Pg. 173 of David Markson’s copy of A Ringing Glass: The Life of Rainer Maria Rilke by Donald Prater:
On which David Markson wrote “oh bullshit” in the margins in response to a comment by Prater comparing the difficulties of reading Rilke’s Malte Laurids Brigge to those of reading Joyce’s Ulysses:
“With Malte Laurids Brigge, in the form he had chosen of heterogeneous and disconnected passages in a notebook, he had gone to another extreme, with an esoteric composition as difficult for the reader to follow in its allusiveness as that of Joyce would be—an anti-novel before its time.”
Ulysses, to Markson, was something special. It’s not that books like Malte Laurids Brigge weren’t novels worthy of praise, but more that, to him, nothing seemed comparable to Joyce’s masterpiece, which he maintained was the only fiction book that in his old age he felt compelled to continue to re-read.

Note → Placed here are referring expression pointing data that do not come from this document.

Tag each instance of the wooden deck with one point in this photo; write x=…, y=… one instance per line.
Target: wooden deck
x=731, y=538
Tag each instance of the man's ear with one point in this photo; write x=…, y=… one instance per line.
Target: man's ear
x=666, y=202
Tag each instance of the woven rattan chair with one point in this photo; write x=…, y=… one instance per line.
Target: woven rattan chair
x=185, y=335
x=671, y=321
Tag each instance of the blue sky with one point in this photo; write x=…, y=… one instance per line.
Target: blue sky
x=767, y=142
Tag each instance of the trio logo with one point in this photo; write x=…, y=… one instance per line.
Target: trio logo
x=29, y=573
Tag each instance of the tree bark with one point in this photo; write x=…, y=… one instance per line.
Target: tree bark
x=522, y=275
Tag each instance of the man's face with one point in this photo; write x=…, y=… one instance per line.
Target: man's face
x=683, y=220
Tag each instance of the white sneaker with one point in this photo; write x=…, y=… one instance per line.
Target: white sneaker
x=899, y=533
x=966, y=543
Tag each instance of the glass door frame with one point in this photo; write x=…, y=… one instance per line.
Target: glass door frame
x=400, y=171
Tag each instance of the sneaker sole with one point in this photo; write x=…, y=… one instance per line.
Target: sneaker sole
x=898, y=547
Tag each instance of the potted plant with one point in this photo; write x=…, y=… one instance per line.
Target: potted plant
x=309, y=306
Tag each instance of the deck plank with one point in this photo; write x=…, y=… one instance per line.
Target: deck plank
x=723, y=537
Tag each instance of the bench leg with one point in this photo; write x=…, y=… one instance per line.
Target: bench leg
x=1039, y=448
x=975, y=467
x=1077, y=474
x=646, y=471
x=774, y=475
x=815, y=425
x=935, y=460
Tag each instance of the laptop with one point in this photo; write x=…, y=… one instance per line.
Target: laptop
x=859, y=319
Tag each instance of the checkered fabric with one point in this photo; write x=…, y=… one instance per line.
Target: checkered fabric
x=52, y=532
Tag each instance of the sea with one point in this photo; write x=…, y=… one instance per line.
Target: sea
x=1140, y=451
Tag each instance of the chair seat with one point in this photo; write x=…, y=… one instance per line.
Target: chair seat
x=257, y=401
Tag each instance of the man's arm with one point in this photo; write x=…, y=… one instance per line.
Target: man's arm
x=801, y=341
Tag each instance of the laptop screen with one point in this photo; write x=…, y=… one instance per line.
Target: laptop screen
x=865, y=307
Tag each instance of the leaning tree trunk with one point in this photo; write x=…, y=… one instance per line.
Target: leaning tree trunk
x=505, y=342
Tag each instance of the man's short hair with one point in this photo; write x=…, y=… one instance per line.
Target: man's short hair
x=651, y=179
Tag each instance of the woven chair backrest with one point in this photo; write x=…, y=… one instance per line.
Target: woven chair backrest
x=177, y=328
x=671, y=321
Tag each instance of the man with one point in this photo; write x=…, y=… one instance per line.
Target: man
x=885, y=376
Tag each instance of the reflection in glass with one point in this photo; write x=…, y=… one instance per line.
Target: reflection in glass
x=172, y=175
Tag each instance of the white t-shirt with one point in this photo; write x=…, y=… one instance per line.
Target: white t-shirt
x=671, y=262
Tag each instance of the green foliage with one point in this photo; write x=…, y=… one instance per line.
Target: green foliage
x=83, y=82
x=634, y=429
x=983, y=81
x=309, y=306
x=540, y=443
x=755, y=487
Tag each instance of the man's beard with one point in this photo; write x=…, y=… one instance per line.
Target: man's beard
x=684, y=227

As Markson explained in a 1996 interview with Alexander Laurence:
“I don’t read fiction anymore because it bores me. It’s like that line in Paul Valery that’s quoted in Reader’s Block: ‘He couldn’t write a novel because he couldn’t put down ‘The Marquis went out at five.” The minute I read ‘Joe walked across the street to say hello to Charlie’ I’m bored. Books that I loved, I can’t get into again. Sometimes it’s 30 or 40 years later. So I said let me see with Ulysses, it’s about time. Then I read it once and cursed about how much I didn’t get, or didn’t understand, and had to look up words, and then I read it a second time and felt I had mastered it. I was exchanging letters with Gilbert Sorrentino and we were asking each other ‘I wonder what Joyce meant by this’ or ‘I can’t solve this.’ I have a shelf and a half of Joyce scholarship, and I read most of it over the years, and the stuff that Sorrentino and I were asking each other weren’t solved there either. I have to say that Ulysses holds up: it’s a great book. Joyce does everything. I love the complexities. I don’t want to make a bad joke but anyone can write Crime and Punishment.”
Ulysses, to Markson, was the book that earned its re-readings by continually rewarding the re-reader by re-puzzling him, by making him look at things in a new light, by always offering some new view or some new mystery—by allowing language to be something magical, something more. In Ulysses, Joyce is not so much a writer, more an acrobat, performing difficult tricks in language, and somehow pulling each off brilliantly.
What Markson seemed to love about Ulysses is that it is “alive with the pleasures of language.”
(A line Jonathan Yardley actually wrote of Markson’s Springer’s Progress.)
It’s not that Markson doesn’t respect Malte Laurids Brigge when he writes “oh bullshit” in the margins, but that, to him, saying that Rilke’s book is “as difficult for the reader to follow in its allusiveness as that of Joyce would be” warrants some major marginal skepticism.
“I can always reread Ulysses. In fact I went through it twice, consecutively, just a few years ago. But hell, that’s not like reading a novel, it’s more like reading the King James Bible. Or Shakespeare. You’re at it for the language.”
(From his Bookslut interview.)
Alive with the pleasures of language.